Starting with libarchive 3.0, the main libarchive distribution supports the Apple format on Mac OS. It does not parse the contents of the resource file or provide any support for Mac OS resources on other platforms.
AIX tar adds an 'E' entry following the regular file entry for each extended attribute attached to the file. The pathname of this entry is the name of the attribute. The body contains the value of the attribute. By using the standard ustar pathname and body, AIX avoids encoding concerns encoding for these fields.
The example I've seen seems to include some data beyond the end of the EA body but I'm not sure what that is for.

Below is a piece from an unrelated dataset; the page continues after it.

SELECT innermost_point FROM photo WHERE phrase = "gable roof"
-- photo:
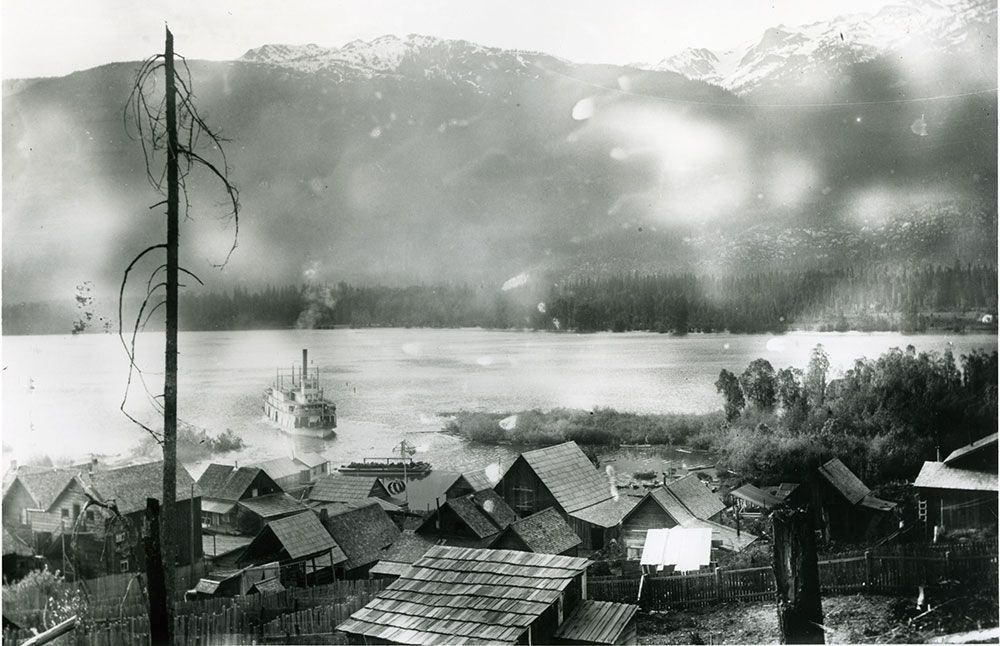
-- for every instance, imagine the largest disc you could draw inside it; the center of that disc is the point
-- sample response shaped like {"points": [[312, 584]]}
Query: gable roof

Unfortunately, the AIX approach requires a minimum of 1024 bytes in the archive for each EA. It also puts the EAs after the main entry. This is fine if you have few EAs and they tend to be large, but the applications of EAs that I've seen tend to use very small values. Adapting libarchive to support AIX EAs would also be difficult; libarchive assumes that all metadata (including EAs) precede the file data.
I've seen references to an 'E' entry used by Solaris tar but haven't yet found any detailed documentation or examples of this entry.